Attended Jane Kenyon's opening the other day at Elliot Louis Gallery and was so happy to see her so radiant, healthy and happy. Her work has become remarkable, intense and thoughtful. You can view her work in the current issue of Fiberarts Magazine.

She has been playing with imagery using mineral surfaces and shattering. Also playing with images of rainy, graffiti covered walls.

Jane Kenyon is my personal mentor regarding work ethic. She is a powerhouse and even spends weeks mounting her work so that it pleases her. I think the way she creates a grid to mount the work equals the amount of work most people put into their most complex embroideries.
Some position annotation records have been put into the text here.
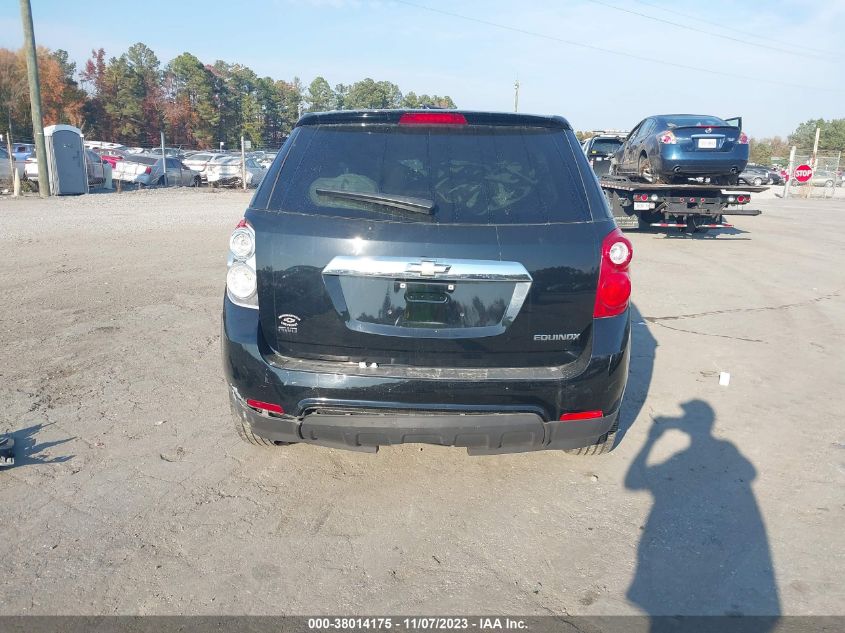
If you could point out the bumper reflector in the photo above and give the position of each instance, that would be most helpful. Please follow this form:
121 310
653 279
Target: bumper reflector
581 415
266 406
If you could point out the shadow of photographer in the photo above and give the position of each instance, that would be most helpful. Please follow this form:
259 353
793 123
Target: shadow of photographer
704 548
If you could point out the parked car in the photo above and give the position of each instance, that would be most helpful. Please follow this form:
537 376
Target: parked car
756 175
268 159
601 148
111 156
94 165
226 171
673 147
22 151
443 277
144 169
198 161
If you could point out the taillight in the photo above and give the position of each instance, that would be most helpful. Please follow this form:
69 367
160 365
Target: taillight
241 278
432 118
614 288
581 415
668 138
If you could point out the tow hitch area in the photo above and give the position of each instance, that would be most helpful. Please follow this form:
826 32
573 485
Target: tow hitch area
7 451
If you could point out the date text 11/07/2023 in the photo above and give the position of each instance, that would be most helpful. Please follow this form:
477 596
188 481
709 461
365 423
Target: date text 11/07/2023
416 623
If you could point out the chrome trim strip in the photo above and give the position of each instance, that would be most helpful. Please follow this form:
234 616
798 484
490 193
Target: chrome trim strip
431 268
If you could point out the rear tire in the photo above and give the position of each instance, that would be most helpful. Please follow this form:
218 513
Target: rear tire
606 443
245 433
647 173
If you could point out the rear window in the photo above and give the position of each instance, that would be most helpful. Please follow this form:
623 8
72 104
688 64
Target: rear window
605 146
474 174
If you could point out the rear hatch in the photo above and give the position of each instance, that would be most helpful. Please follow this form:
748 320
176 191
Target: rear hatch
462 245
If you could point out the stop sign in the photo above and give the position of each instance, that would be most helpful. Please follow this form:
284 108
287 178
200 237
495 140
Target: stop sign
803 173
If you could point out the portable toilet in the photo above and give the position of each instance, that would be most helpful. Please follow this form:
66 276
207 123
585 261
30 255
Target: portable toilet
65 160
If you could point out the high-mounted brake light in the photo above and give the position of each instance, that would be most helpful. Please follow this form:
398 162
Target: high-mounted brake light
614 287
668 138
432 118
266 406
582 415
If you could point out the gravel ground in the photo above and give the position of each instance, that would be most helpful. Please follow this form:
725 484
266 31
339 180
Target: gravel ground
133 495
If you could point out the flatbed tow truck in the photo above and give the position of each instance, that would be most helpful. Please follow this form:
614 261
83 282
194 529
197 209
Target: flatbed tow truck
7 451
694 207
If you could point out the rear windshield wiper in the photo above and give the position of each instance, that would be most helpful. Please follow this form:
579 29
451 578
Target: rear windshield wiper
405 203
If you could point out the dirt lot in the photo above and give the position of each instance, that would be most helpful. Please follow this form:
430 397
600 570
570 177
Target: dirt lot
133 494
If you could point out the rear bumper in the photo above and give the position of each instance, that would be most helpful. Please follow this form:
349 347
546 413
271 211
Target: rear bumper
673 160
480 433
359 409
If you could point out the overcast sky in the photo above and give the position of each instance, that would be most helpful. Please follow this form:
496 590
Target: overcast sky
782 61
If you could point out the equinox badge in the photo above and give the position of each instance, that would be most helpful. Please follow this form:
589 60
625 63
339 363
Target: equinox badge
556 337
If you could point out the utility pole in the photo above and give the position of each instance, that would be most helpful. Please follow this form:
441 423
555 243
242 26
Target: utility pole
163 159
789 173
35 98
815 148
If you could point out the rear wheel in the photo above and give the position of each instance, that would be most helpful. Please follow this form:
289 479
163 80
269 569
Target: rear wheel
245 433
604 445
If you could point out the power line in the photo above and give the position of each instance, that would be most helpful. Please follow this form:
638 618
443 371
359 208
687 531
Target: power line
610 51
710 33
729 28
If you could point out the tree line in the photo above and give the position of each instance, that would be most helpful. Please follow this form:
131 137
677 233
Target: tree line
132 98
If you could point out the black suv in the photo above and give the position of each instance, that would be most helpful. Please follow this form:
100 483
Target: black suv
445 277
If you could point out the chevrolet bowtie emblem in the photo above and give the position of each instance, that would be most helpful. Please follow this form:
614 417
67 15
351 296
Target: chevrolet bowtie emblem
428 268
The entire embroidery is made from thread she embroiders, no background cloth, no backing just stitches.

I was blown out of the water with her current work. The effort, the design, the colour! All beautiful.

I turned to talk to Penny Parry, an old political friend, who is now the Chair of the B.C. Craft Association and overheard Jane say that she owned one of my works and kept in her studio for inspiration. So thrilled to hear that.

There is a great video showing Jane and her process on the Elliot Louis Gallery website.
www.elliotlouis.com

Wednesday, November 17, 2010

Safety First

I write rather cavalierly about burning things but I don't do this really. I melt things. I do it with great caution because it is a dangerous and toxic way of making art. I am armed when I do it.
Tools need to be mastered . Safe environments need to be created.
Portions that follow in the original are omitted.